Ce qui fait l'intérêt de son travail, c'est la manière dont il conjugue lisibilité populaire et noirceur latente. Beaucoup de films inspirés des contes hésitent entre l'aventure familiale trop sage et la réécriture soi-disant adulte qui écrase tout sous une couche de sérieux. Sandemose évite souvent ce double piège. Il comprend que le conte est déjà cruel, déjà traversé par la faim, l'échange inégal, la ruse, l'épreuve et le sacrifice. Il n'a pas besoin qu'on le durcisse artificiellement. Il faut simplement le filmer avec assez de confiance pour laisser apparaître son arrière-fond menaçant.

On pourrait situer son œuvre à la jonction de la Fantasy et de la Horreur, dans le sillage d'un cinéma européen des Années 2010 qui a retrouvé le goût des mythologies locales. Mais ce simple classement reste trop large. Ce qui singularise Sandemose, c'est son sens du relief moral. Les mondes qu'il met en scène ne sont pas organisés selon une opposition simpliste entre innocence et mal absolu. Ils reposent sur des rapports de dette, sur des promesses à tenir, sur des forces qui réclament quelque chose en retour. Cette dimension transactionnelle du conte donne à ses films une gravité particulière.

Son rapport à l'espace mérite qu'on s'y arrête. La nature, chez lui, n'est pas une pure respiration visuelle. Elle observe, résiste, détourne. Les paysages sont magnifiques, certes, mais jamais disponibles. Ils gardent une part d'hostilité impassible. C'est là que le cinéma de Sandemose touche au plus juste. Il sait que l'étrange naît souvent d'un monde qui ne vous expulse pas brutalement, mais qui refuse simplement de vous reconnaître comme son centre.

Les personnages sont filmés dans cette tension. Ils avancent avec un mélange de bravoure, d'ignorance et de dette héritée. Le film suit leur apprentissage, non comme une montée en puissance héroïque au sens standard, mais comme une série d'ajustements douloureux à une réalité plus ancienne qu'eux. Cette idée, très présente dans les grands contes, trouve chez Sandemose une expression visuelle convaincante. Le danger ne sert pas seulement à produire des obstacles. Il reconfigure la conscience.
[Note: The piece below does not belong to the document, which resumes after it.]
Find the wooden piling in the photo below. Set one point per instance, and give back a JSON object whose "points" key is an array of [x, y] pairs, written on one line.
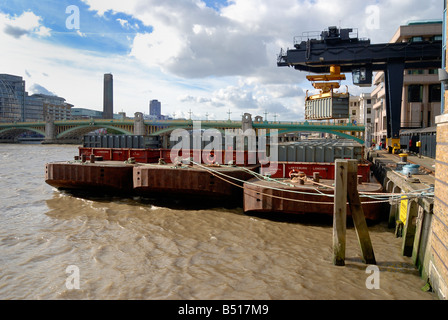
{"points": [[410, 227], [357, 212], [340, 212]]}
Il faut aussi noter un goût certain pour la clarté narrative. Sandemose ne se réfugie pas dans l'obscurité gratuite ou le symbolisme épais pour donner de la densité à son univers. Il préfère poser nettement les enjeux, puis y injecter de l'étrangeté, de l'épaisseur rituelle, des présences qui déplacent la logique du récit. Cette confiance dans la clarté est bienvenue. Elle permet au fantastique de se déployer sans devenir musée de références.

Pour CaSTV, Mikkel Brænne Sandemose représente ainsi une voie précieuse : celle d'un cinéma qui traite le folklore comme une énergie encore vive, capable d'engendrer à la fois l'aventure, le merveilleux et une authentique sensation de péril. Ses films rappellent que le conte n'a jamais été une chambre d'enfant sécurisée. C'est un terrain de passage, de perte et de négociation avec des forces qui vous survivront.